Understanding the second condition in Fritz John’s Theorem

convex-geometryellipsoidsgeometryoptimizationvolume

Fritz John's Theorem: Each convex body $K$ contains a unique ellipsoid of maximal volume. This ellipsoid is $B^n_2$ iff: $B^n_2 \subset K$ and (for some $m$), there are Euclidean unit vectors $(u_i)_1^m$ on the boundary of $K$ and positive numbers $(c_i)_1^m$ satisfying
\begin{equation}
\sum_{i=1}^m c_i u_i = 0
\end{equation}

and
\begin{equation}
\sum_{i=1}^m c_i \langle x,u_i\rangle^2 = \|x\|^2 \text{ for each }x\in\mathbb{R}^n
\end{equation}

This is an excerpt from Keith Ball's notes. He goes on to say that the second condition (involving $\|x\|^2$) is equivalent to $$x = \sum c_i\langle x,u_i\rangle u_i$$ for all $x\in\mathbb{R}^n$.
This is easily seen so I've skipped the proof.

"…The $(u_i)$ behave rather like an orthonormal basis in that we can resolve the Euclidean norm as a weighted sum of squares of inner products…"

I think this is because for two vectors $x,y$ we can write $$\langle x,y\rangle = \sum_i c_i\langle x,u_i\rangle \langle y,u_i\rangle$$

"This guarantees that the $(u_i)$ do not all lie close to a proper subspace of $\mathbb{R}^n$. If they did, we could shrink the ball a little in this subspace and expand it in an orthogonal direction, to obtain a larger ellipsoid inside $K$."

What does it mean to lie close to a proper subspace of $\mathbb{R}^n$?

Thanks for reading, I would appreciate any help!
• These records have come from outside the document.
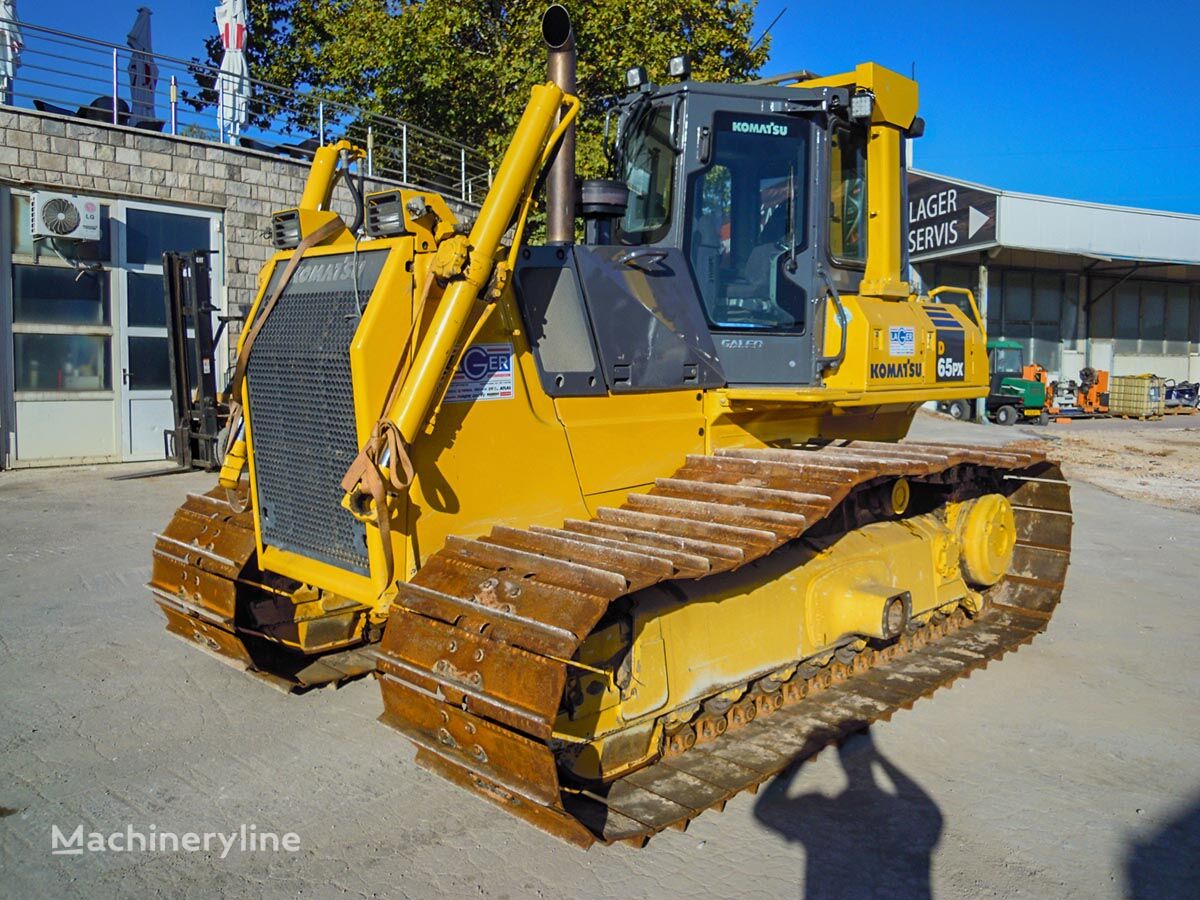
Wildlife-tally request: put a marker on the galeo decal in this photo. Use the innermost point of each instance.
(773, 129)
(484, 373)
(895, 370)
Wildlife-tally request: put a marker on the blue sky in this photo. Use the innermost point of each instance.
(1097, 101)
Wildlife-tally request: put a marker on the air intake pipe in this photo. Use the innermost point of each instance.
(559, 37)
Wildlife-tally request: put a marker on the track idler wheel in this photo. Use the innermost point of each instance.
(709, 727)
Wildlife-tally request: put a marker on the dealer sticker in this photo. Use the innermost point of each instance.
(484, 373)
(901, 341)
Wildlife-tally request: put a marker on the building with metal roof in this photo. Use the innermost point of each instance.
(1077, 283)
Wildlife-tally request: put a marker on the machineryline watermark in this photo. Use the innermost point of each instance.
(246, 839)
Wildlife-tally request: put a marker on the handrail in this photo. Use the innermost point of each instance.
(970, 295)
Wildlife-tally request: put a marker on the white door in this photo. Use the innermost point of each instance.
(144, 233)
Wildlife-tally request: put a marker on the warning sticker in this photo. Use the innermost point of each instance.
(901, 341)
(484, 373)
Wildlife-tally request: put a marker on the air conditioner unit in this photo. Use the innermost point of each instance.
(65, 216)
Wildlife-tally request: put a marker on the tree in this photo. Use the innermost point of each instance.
(463, 67)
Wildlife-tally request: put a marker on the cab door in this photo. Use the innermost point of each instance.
(749, 241)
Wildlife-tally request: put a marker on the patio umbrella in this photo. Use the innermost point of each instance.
(143, 70)
(10, 48)
(233, 82)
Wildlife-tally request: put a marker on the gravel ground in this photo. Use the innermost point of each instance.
(1071, 769)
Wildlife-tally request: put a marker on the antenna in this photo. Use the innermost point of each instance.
(767, 30)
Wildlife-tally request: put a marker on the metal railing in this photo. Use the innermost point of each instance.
(70, 75)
I hope to better understand this theorem and its consequences.

Edit:
Later in the notes, the author says to interpret the second condition as a rigidity condition:

One may get a bit more of a feel for the second condition in John’s Theorem by interpreting it as a rigidity condition. A sequence of unit vectors $(u_i)$ satisfying the condition (for some sequence $(c_i)$ has the property that if $T$ is a linear map of determinant $1$, not all the images $Tu_i$ can have Euclidean norm less than $1$.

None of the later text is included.